Digitalization as a catalyst
“There’s a great deal of potential for the aviation industry,” says Maier about connected industry. The sector must remain competitive in the face of cost pressure, particularly in high-wage countries. Tom Enders, CEO of the Airbus Group, which has production locations in France and Germany, is calling for the industry “to make use of the opportunities of the digital revolution. That means ensuring that the design, development and manufacture of our products become significantly faster and more efficient as well.” The European aircraft manufacturer is working on a factory of the future, in which it tests new manufacturing techniques and integrates them step by step: virtual development worlds for new aircraft, advanced digital technologies for the shop floor, a new generation of robots that works alongside people on the assembly line as well as additive manufacturing. Airbus is picking up the tempo. In its factory of the future, the assembly line will see the greatest increase in automation, where smart robots execute strenuous or repetitive tasks. In 2015, Airbus delivered 635 aircraft a new record. The company’s order books are full to bursting and it is setting its sights on increasing its production rates still further—up to 60 aircraft a month for its bestseller, the A320neo.
“Connected industry provides the foundation for a systematic learning process. It’s about learning from data and continuously optimizing processes. The internet of things will help us make complex processes more manageable—and that applies to the aviation industry as well,” says Dr.-Ing Christina Reuter from the Department of Production Engineering at RWTH Aachen University. According to the predictions of a Europe-wide study conducted on behalf of the Federation of German Industry, the digitalization of aerospace engineering will contribute ten billion euros a year of gross added value from 2025 onwards. It estimates that the industry will experience a digital revolution as part of a third wave—following the first waves in the automotive industry and logistics business.

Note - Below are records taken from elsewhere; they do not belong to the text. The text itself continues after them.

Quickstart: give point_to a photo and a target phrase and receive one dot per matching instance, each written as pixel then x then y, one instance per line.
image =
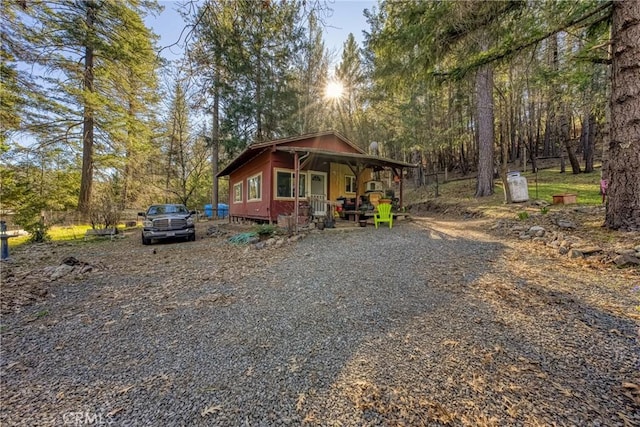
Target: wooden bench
pixel 100 232
pixel 351 215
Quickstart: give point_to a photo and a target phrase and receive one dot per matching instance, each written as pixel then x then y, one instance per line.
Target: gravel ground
pixel 428 323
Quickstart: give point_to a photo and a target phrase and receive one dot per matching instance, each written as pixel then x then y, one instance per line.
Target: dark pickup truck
pixel 168 221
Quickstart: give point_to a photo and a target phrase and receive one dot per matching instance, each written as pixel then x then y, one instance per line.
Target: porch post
pixel 296 170
pixel 401 188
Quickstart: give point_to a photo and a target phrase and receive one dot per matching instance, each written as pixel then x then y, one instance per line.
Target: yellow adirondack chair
pixel 383 215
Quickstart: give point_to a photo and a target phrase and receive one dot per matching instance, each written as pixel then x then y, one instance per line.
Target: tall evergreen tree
pixel 87 48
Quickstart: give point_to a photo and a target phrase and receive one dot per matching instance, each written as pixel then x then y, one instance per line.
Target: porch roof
pixel 360 159
pixel 352 159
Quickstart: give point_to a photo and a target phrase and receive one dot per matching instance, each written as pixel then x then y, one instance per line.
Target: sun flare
pixel 334 90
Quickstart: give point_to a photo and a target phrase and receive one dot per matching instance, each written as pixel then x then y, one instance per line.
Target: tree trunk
pixel 588 140
pixel 215 143
pixel 484 107
pixel 623 206
pixel 568 144
pixel 86 180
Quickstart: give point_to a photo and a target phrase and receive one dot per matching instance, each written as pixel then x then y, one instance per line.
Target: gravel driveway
pixel 417 325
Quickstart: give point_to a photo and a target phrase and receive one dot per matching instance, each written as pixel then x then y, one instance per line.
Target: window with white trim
pixel 285 184
pixel 237 192
pixel 254 187
pixel 349 184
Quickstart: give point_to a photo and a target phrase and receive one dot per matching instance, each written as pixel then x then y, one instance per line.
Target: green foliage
pixel 242 238
pixel 30 217
pixel 265 230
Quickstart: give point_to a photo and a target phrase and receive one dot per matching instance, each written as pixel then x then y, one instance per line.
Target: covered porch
pixel 364 169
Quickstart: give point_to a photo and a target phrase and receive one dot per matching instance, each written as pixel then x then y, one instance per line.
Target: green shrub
pixel 265 230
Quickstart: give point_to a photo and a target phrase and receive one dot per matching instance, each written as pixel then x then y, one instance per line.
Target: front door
pixel 318 193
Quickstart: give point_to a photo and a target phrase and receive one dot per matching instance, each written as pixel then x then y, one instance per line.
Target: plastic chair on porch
pixel 383 215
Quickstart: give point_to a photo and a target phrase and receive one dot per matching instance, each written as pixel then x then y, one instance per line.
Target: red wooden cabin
pixel 262 179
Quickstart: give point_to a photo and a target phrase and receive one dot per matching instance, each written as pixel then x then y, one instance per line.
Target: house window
pixel 254 187
pixel 349 184
pixel 237 192
pixel 285 184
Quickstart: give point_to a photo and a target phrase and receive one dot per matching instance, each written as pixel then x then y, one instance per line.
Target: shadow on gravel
pixel 408 326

Done, and on to the next one Finished components are automatically collected from the machine, which can then immediately start work on the next workpiece.
Interview with Tobias Strölin, Fraunhofer Institute
Mr. Strölin from the Fraunhofer Institute for Industrial Engineering IAO provides his opinion on the topic: Are tablets finding their way into manufacturing?
In the eyes of the experts, the hurdles for the aviation industry are more regulatory than they are technical. Increased connectivity means a higher risk of cyber attacks—something to which the aerospace industry, with its extremely stringent security regulations, is particularly sensitive. All the same, IT security is the big challenge for all connected industry applications. Cars that drive themselves have long been technologically feasible, but while they do reduce the risk of accident, they bring new risks with regard to data security. “We have to find a reliable way to protect data from unqualified or unauthorized access,” agrees Maier.
While there are still hurdles to be overcome, Strölin remains confident. “In ten years’ time, we won’t even be talking about it, as digitalization will be here.” We can expect the gain to be considerable: according to calculations by McKinsey, factories stand to benefit the most from smart connectivity in an internet of things—up to 3.7 billion dollars of added economic value worldwide in 2025.